A: Menia Governorate, Egypt, B: Taranto, Puglia, Italy
The earliest surviving fragments of the writings on music by the fourth century BCE Greek peripatetic philosopher and writer on harmonic theory, music and rhythm, Aristoxenus (Ἀριστόξενος) of Tarentum (Taranto), Italy) are papyri found at Oxyrhynchus.

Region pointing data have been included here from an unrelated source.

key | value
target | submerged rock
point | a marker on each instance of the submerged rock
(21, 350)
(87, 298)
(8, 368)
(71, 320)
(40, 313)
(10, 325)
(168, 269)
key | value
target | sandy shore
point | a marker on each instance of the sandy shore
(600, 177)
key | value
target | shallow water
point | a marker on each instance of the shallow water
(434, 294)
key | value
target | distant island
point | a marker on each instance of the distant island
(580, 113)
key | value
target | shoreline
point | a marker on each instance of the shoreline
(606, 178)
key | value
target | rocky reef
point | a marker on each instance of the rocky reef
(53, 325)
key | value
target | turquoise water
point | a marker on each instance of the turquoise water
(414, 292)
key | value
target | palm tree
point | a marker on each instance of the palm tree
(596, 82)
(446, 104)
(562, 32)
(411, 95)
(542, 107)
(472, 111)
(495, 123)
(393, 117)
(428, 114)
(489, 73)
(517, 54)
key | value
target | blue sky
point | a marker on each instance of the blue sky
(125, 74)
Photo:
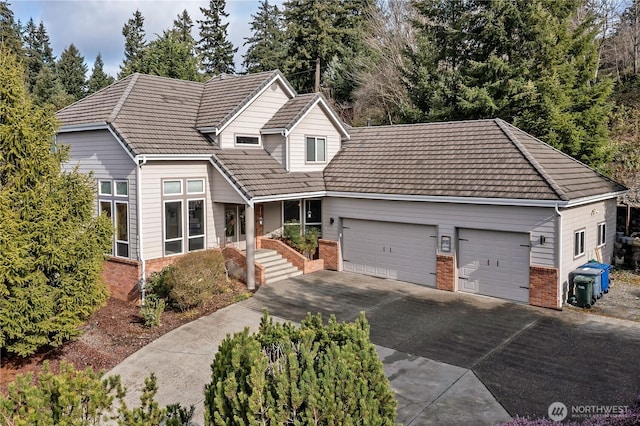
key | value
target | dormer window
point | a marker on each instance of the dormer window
(316, 150)
(244, 140)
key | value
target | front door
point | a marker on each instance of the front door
(234, 225)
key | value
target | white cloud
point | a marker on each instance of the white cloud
(96, 25)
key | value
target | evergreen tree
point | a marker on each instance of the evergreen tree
(331, 31)
(38, 51)
(532, 63)
(98, 79)
(71, 72)
(134, 46)
(182, 26)
(51, 245)
(267, 48)
(167, 56)
(10, 30)
(216, 51)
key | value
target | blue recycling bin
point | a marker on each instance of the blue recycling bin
(605, 273)
(597, 276)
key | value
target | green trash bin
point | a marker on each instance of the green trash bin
(583, 287)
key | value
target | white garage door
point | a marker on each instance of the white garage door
(494, 263)
(400, 251)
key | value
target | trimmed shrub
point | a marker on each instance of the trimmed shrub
(314, 374)
(152, 310)
(195, 278)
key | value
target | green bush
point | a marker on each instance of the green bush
(152, 310)
(314, 374)
(196, 278)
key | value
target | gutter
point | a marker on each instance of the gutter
(559, 248)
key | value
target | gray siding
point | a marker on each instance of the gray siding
(275, 145)
(98, 152)
(448, 217)
(587, 217)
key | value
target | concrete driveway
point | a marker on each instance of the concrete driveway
(451, 358)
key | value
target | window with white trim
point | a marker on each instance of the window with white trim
(316, 149)
(113, 203)
(184, 215)
(578, 243)
(602, 234)
(247, 140)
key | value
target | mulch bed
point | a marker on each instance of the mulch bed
(112, 334)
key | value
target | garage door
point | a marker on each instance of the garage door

"Perhaps the most amazing papyrus fragment is a large excerpt from Aristoxenus' Rhythmica, a part of which was first published in 1898 as fragment 9 of the Oxyrhynchus Papyri. In 1968 it was revealed that fragment 2687 of the Oxyrhynchus Papyri completed columns 2-4 by supplying fourteen or fifteen lines at the bottom; this same fragment added substantially to columns 1 and 5. Nearly one hundred lines of the text have now been uncovered in papyrus dating from the third century C.E. But this is not all. Fragments 667 and 3706 of the Oxyrhynchus Papyri preserve in characteristic Aristoxenian language an analysis of conjunct and disjunct scales and of genera. These fragments, too, date from the second or third centuries C.E. and may very well contain parts of the sections of Aristoxenus' Harmonica missing in the manuscript tradition" (Mathiesen, "Hermes or Clio? The transmission of Ancient Greek Music Theory", Palisca, Baker, Hanning [eds.] Musical Humanism and its Legacy. Essays in Honor of Claude Palisca [1992] 5-6).